Sunday, June 20, 2010

Kent Display Driver

I finally managed to finish the basic interfacing of my 320x240 Ch LCD Kent Display to my Arduino, hardware issues and work busyness have been slowing me down. For now it just includes the SPI functions from the datasheet. Next, I will be adding some higher level functions to draw, write text, etc. The biggest issue I encountered was getting a good connection between the Duemilanove pins and the breakout board from Sparkfun. I ended up buying a Screw Shield and then soldering a piece of protoboard to the header that I soldered to the breakout board. All of the commands seem to be getting to the display now! Here's a video of the test code in action!
Here's the (working) hardware connection:
Here's a shot of the screen after a full refresh running the test code (since my video camera is cheap and you can't really see it in the video):
The driver with the test code is located at my code hosting blog: A1 Code, I'm trying to come up with a better means of sharing my code as the tabbing and formatting is kind of messed up but it does work if it is copy-pasted from the blog.

Sunday, June 6, 2010

Acrylic Prototyping Board

So I've been working on my Kent Display driver but had a hardware connection failure between the female header pins on my Arduino and the male/female jumper wires that Sparkfun sells.  Turns out the connection is a little too loose and now I have to hold the jumpers sideways to get any communication to work and even then it is unreliable.  So in the meantime while waiting for my ScrewShield to show up and make a solid connection I put together an acrylic back-plane for my breakout boards/breadboards to sit on.
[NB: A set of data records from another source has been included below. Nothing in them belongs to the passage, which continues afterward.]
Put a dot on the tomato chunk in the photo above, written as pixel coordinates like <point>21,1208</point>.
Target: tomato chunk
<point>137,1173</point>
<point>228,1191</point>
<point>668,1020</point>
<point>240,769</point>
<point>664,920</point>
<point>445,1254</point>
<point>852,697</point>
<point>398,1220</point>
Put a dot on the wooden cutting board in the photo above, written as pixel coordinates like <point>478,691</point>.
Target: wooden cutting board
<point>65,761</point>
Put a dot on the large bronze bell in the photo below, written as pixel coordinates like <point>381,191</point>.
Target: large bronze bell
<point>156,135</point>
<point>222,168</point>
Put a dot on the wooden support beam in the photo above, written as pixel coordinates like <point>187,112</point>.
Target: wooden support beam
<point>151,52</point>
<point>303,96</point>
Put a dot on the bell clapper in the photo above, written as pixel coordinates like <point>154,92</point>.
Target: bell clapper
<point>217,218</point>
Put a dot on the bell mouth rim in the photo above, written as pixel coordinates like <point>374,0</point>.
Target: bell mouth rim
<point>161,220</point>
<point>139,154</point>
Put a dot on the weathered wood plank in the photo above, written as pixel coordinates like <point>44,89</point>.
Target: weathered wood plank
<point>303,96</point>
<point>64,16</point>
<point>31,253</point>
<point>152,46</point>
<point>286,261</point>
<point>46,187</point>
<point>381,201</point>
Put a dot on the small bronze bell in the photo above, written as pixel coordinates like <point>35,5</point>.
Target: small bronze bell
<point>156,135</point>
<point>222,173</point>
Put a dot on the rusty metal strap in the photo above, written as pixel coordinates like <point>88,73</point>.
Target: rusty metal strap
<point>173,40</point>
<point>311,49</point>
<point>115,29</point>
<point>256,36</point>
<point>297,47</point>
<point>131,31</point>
All you need is a piece of Acrylic (mine is 25x50cm), some small bolts (3mm ones are nice for the 2 bigger holes in the Arduino Duemilanove) to attach whatever boards you're planning on using, and (optional) some sticky anti-scratch feet for the bottom (so your wife doesn't get mad about her dining room table getting destroyed!).  For tools you will just need a drill, bit, and maybe some pliers for the bolts.
Marking the Acrylic for drilling is easy since you can see through it.
Just gotta add the feet and the sticky back breadboard.
 Finished product with plenty of room to add more later!